By: bowlingball.com, 8/7/2018
If you ask "why do I leave so many ten pins when I bowl?", you are likely hitting the pocket a great deal in order to do so. Let’s have some fun with this notion of leaving too many ten pins.
Leaving a lot of ten pins is a double-edge sword - on one hand you are hitting the pocket extremely well and on the other hand you are not carrying the corner pin as often as you would like.
When you leave the dreaded 10-pin, chances are you are not hitting the 1-3 pocket exactly how you think it looks. The ball could be coming in from too steep an attack angle or could be entering around the 16 board thereby catching too much of the 3-pin.
When you hit the pocket light, the 3-pin will hit slightly behind the 6-pin and cause it to deflect around the front of the 10-pin. The same thing occurs when the angle of attack in too sharp, the 6-pin rings around the front of the 10-pin. A pocket hit that is too high can also result in pushing the 3-pin back behind the 6-pin with the same results.
If you are leaving too many 10-pins, pay attention to where the ball is exiting the lane. The ball should be exiting the pin deck just left of the 9-pin (for a right-handed bowler), If you are barely taking out the 5-pin the ball will deflect and go straight off the back of the lane in line with the 9-pin resulting in a weak 10. For a weak 10-pin leave try making sure that you are getting enough finish on the ball. There are times when the ball can “hook-out or roll-out” and this can result in a weak 10 as well. Hook-out and roll-out refer to when the ball has expended most of its energy prior to reaching the pocket. Try moving deeper into the oil, polishing up the ball or changing to a ball that will get down the lane further before starting into a roll.
How many ten pins is too many to leave in a three game league series, as example?
Well, one player may average a greater number of ten pins leaves than another for many reasons- some including: lane topography, the oil pattern, the angle of attack into the pocket, bad racks, ball choice, etc...
Is two ten pins per game too many?
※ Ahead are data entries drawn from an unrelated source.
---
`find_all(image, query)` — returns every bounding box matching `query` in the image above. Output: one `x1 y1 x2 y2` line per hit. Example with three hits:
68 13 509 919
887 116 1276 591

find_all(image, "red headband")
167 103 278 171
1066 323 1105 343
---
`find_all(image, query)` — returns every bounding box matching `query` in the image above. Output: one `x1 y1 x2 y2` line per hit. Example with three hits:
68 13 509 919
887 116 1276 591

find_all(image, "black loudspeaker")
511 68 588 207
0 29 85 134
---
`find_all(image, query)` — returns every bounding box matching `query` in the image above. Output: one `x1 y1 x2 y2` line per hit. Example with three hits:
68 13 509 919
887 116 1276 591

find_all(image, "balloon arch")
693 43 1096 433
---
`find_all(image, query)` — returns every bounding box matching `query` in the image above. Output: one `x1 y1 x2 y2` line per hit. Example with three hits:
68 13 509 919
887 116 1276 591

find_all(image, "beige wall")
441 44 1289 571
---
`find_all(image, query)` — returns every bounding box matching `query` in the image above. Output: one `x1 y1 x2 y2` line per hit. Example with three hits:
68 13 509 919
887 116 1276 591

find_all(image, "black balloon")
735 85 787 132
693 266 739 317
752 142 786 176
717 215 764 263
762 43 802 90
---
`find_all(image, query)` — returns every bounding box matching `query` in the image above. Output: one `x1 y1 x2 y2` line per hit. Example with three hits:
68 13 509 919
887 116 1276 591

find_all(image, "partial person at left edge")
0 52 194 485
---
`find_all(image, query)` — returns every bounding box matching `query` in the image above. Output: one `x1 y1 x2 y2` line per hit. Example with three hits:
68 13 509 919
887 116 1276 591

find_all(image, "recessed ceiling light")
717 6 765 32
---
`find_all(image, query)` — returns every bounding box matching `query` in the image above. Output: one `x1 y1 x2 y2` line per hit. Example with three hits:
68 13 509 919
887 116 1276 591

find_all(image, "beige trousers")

Perhaps not.
If you leave, on average, 3 ten pins per game, it is virtually certain that over the long bowling season, you are averaging very high scores because you are hitting the pocket solidly 7 or 8 times per game. This adds up to 9 ten pin leaves per three game series. You cannot mind leaving 3 ten pins per game if you hit the pocket solidly 8 times and off-pocket two other times.
Keep in mind, of course, you might strike on off-pocket hits such as wall shots, high pocket hits, or half pocket hits.
When you struggle in hitting the pocket consistently, you are either having trouble playing the lane condition, are making too many errant shots, using the wrong ball, or perhaps experiencing two or three of these cases. Expect poor pin carry when you struggle to hit the pocket consistently.
No one complains of leaving the ten pin too frequently when they are having nights with good “pin carry” and are recording good scores.
Over the course of time, things tend to even out or level the playing field for all bowlers.
All you can really do is to manage your game, keep trying to hit the pocket as often as possible, pick up your spares, and play the lanes the best way possible.